Americas

US’ July base oils/lube output falls

Iain Pocock

US base oils and lube output fell in July to a three-month low because of a slump in production in the US West coast region.

Base oils and lube output of 5.10mn bl (718,450t) in July edged down from 5.22mn bl the previous month, according to the EIA.

Production fell by 9pc from 5.62mn bl during the same month a year earlier.

The drop in output for a fourth straight month left total supplies of 35.10mn bl in the first seven months of the year up just 0.6pc from year-earlier levels.

The lower production for several months to July coincided with and remained sufficient to cover firm domestic and overseas demand during that period.

The firm supply-demand fundamentals supported US base oils prices at elevated levels compared with prices in markets like Asia-Pacific.

Base oils production fell in July because of plant maintenance work in the US West coast region.

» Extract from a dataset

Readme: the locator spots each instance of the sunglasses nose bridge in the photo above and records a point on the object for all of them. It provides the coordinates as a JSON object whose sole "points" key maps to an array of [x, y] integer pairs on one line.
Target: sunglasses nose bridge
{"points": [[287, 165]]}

Paraffinic base oils output of 26,000bl in the region in July fell from 167,000bl the previous month to the lowest since late-2016.

Output in the US West coast had averaged more than 430,000 bl/month in 2021. Production levels remained well below that level in the past five months to July.

The trend cut the region’s total output to 1.85mn bl in the first seven months of the year. The volume was down almost 40pc from 3.06mn bl during the same period last year.

Upcoming plant maintenance work in the US is likely to cap any recovery in the country’s base oils output over the coming months.

But overseas demand weakened during the third quarter compared with the first half of the year in the face of slowing lube consumption and rising arbitrage supplies from other markets.

The weaker fundamentals have already prompted a drop in US base oil prices.